Here use ORL TL1, #0F0H instead of MOV TL1, #0F0H can improve timing accuracy. This method is only applicable when the lower 4 bits of the lower byte of the reload value are zero, and the interrupt response delay time is less than 16 machine cycles. Similar timer reload values ​​are 0FFF0H, 0FFE0H, etc.

3 Method 3

If the timing period is 1ms, usually the timer reload value is 0FC18H, and the interrupt subroutine is as follows:
MOV A, #LOW(-1000+4); the low byte of the expected number
ADD A, TL1
MOV TL1, A
MOV A, #HIGH(-1000+4); processing the high byte
ADDC A, TH1
MOV TH1, A
DEC TL1; restore 2 machine cycles ahead of schedule

In this method, the timer counting process is not stopped. If the instruction ADDC A, TH1 or MOV TH1, A happens to occur when TL1 overflows to carry into TH1, the value of TH1 is wrong, which will cause greater errors. . For this reason, the beginning of the program segment is the reload value plus 4, if there is an overflow carry, it can happen in advance, of which 2 machine cycles are taken into account for the time occupied by TL1 reloading.

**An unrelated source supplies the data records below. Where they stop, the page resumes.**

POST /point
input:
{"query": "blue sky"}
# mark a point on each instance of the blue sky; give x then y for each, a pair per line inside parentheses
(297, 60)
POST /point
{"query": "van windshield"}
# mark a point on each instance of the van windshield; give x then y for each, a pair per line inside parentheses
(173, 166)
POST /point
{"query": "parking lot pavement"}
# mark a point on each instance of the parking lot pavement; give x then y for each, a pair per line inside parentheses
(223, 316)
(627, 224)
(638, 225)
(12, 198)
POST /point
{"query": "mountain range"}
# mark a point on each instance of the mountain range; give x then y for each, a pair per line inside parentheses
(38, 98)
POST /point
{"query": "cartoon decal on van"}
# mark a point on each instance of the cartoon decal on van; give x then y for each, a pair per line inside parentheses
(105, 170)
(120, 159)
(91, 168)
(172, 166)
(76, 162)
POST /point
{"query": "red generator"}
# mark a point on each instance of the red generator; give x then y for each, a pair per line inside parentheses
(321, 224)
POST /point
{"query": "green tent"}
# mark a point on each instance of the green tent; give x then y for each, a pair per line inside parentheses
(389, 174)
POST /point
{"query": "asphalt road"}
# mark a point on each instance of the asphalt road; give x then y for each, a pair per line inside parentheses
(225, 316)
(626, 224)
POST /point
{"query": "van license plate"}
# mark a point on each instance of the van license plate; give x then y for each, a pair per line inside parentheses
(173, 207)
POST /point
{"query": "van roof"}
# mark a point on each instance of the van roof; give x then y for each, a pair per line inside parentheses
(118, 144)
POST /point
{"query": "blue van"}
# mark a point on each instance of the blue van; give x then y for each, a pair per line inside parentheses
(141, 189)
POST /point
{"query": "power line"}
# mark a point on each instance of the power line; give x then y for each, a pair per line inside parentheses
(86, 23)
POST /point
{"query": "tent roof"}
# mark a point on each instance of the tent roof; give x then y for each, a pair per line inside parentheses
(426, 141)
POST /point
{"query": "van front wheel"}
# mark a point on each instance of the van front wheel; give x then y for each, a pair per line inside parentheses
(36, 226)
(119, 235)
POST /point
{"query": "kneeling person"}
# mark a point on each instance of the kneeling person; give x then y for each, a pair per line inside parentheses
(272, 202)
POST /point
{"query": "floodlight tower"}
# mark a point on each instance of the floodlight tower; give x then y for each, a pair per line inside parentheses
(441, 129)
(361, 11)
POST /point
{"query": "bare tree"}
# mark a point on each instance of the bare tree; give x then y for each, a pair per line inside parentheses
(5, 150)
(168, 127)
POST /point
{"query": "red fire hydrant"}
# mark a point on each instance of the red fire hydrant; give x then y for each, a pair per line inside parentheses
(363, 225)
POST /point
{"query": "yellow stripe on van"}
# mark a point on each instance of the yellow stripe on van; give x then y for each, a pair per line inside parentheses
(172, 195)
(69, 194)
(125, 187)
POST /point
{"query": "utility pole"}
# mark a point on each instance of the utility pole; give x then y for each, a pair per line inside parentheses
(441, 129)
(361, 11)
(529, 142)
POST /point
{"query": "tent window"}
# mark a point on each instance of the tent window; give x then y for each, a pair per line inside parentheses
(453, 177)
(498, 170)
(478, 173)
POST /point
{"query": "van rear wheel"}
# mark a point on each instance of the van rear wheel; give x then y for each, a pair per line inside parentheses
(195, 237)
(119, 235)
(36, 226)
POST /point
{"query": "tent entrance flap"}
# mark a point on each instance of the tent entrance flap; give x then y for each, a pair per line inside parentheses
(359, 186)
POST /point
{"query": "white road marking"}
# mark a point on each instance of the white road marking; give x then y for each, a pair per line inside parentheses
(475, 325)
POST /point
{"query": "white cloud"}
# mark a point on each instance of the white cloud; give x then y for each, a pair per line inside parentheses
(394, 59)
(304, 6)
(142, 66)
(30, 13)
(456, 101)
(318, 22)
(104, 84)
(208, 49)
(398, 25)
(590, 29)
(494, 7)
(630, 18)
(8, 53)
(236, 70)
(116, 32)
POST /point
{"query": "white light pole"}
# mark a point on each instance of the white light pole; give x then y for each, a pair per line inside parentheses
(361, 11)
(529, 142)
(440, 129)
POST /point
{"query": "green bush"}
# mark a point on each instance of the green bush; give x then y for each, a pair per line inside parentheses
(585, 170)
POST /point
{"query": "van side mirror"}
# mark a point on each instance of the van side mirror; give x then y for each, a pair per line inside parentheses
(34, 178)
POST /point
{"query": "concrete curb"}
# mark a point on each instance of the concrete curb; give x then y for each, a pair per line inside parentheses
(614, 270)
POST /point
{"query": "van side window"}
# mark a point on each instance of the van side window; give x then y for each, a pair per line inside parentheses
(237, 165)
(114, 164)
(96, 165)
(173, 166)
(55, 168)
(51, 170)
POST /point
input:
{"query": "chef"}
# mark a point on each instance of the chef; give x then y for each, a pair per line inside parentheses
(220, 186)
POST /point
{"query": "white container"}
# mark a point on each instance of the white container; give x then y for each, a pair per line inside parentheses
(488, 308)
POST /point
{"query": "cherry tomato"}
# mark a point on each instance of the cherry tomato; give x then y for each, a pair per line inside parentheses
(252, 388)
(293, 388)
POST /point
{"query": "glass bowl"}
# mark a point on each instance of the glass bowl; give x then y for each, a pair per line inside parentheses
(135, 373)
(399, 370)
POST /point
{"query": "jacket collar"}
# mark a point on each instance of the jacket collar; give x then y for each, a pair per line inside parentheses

This method is suitable for situations where there are no other higher priority interrupt sources in the system. If it is similar to method 1, adding the prohibition of all interrupts (CLR EA) and the opening of interrupts (SETB EA) instructions at the beginning and end of the block respectively, it will be applicable to all situations.

4 Method 4

If the timing period is uncertain, it is only known that the timer reload value is stored in registers R3 and R2. The interrupt subroutine is as follows:
MOV A, #05H; 3 machine cycles to load TL1, 2 cycles in advance
ADD A, TL1
ADD A, R2
MOV TL1, A
MOV A, R3; processing high byte
ADDC A, TH1
MOV TH1, A
DEC TL1; restore 2 machine cycles ahead of schedule

This method is suitable for the situation where the timing period is uncertain, and the others are the same as method 3.

5 Method 5

When the location of the timing interrupt is predictable, it usually appears at the AJMP $ (or SJMP $) waiting instruction of the main program, and the interrupt delay time is 3 or 4 machine cycles. A fixed value of 4 can simplify the compensation procedure. Taking the timing period of 1ms as an example, the interrupt subroutine is as follows:
ORG 001BH
MOV TL1, #LOW(-1000+4)
MOV TH1, #HIGH(-1000+4)

This method is suitable for the situation that timed interrupts always occur at the same instruction location and there are no other interrupt sources.

Concluding remarks

The errors of the above five methods are not more than 1 machine cycle, among which methods 1, 3, and 4 are more general and applicable to any situation, but the procedure is longer; methods 2 and 5 are simple, but they must be used only when they meet the corresponding conditions.Of course, there are other ways[3], But it is more cumbersome and not ideal, so I won’t introduce them one by one here.